Obverse - Maximilian II - Koenig V. Bayern. Head right with engravers signature (C. V.) below truncation.
Reverse - Crowned Bavarian coat of arms supported by two lions looking backwards. Legend - EIN DUCATEN AUS DEM BERGBAU BEI GOLD KRONACH
Reeded edge. Divo/S. 32, F. 279, M?seler 4/6, Sch. 120, Jaeger 129. 3,61g.
In coin collecting this is an extremely rare coin
Cameo proof, mint state with tiny hairlines on obverse.
- Ex Gerhard Hirsch, Auction 119, 1st Feb 1980.
The gold yield from the goldmines of Goldkronach (near Bayreuth) in Upper Franconia was very low during the 19th century, as most of the gold deposits had been exploited during the 14th and the 15th centuries.
Few coins from that period have been struck and this Ducat belongs to the most valued coins of the 19th century.
2009 Auction Estimate for a Goldkronach Mining Ducat c1855... £92,800 to £100,000 (GBP)
About Maximilian II of Bavaria ( 28 Nov. 1811 to 10 Mar. 1864)
Maximilian was king of Bavaria from 1848 until 1864. He was the son of Ludwig I of Bavaria and Therese of Saxe-Hildburghausen.
Maximilian was a man of amiable qualities and of intellectual attainments far above the average
But as a king he was hampered by constant ill health, which often took him abroad often.
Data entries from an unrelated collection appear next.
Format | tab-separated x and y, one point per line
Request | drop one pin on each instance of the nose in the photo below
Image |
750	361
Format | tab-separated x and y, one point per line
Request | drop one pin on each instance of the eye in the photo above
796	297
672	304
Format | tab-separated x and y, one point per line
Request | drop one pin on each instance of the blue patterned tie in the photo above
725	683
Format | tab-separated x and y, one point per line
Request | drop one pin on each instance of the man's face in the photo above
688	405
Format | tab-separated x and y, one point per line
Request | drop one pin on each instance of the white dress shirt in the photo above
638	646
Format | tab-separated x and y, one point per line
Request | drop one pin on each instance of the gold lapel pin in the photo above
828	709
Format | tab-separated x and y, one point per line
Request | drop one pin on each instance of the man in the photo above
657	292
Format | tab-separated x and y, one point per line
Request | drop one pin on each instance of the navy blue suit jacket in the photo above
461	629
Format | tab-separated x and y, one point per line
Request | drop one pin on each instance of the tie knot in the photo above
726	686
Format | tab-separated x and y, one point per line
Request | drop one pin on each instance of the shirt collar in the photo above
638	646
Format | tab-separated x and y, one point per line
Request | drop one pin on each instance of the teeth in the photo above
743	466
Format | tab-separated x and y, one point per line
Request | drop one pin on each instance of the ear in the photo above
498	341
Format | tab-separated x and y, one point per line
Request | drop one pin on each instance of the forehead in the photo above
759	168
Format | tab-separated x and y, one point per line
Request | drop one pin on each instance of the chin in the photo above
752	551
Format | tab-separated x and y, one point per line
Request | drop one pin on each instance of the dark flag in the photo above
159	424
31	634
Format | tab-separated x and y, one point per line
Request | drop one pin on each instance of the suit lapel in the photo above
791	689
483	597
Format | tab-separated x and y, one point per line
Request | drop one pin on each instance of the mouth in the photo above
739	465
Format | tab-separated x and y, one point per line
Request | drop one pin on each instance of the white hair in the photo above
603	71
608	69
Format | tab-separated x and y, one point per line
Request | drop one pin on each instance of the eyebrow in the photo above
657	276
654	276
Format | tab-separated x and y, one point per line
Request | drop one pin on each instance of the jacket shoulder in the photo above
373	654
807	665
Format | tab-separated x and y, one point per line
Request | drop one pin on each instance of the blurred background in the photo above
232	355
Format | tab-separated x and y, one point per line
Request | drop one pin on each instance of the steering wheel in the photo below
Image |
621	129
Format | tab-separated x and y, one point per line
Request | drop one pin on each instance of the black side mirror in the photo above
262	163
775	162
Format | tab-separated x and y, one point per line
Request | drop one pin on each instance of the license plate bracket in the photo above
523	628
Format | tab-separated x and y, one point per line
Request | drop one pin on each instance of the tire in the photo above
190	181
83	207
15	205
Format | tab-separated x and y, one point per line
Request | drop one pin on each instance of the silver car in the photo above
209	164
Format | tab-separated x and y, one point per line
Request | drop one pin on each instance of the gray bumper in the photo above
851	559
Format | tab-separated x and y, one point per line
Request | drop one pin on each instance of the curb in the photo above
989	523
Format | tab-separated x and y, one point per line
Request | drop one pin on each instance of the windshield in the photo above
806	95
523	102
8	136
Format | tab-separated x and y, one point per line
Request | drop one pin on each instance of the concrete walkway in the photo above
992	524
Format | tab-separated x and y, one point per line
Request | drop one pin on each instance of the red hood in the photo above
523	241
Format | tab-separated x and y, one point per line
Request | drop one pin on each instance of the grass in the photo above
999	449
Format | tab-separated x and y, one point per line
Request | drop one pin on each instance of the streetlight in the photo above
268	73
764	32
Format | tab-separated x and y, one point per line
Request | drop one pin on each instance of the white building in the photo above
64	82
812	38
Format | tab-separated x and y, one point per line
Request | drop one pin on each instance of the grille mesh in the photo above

While at home he was forced to live mostly in the countryside.
He had two sons by his wife, Marie Friederike Franziska Hedwig, daughter of Prince William of Prussia, whom he married in 1842.
His sons were Ludwig II of Bavaria and Otto of Bavaria, both of whom became king and then lost their reason.
King Maximilian II. was the principal of the Maximilianstrasse and the Bavarian National Museum in Munich.
He preferred a new architectural style with strong reference to the Gothic Revival architecture which would combine the best features of historical models combined with, what was then, modern building technology.
The hiking path in Upper Bavaria called Maximiliansweg is named after him.
King Max, as he was affectionately known, died on 10 March 1864 (aged 52) and is buried at Theatinerkirche, Munich.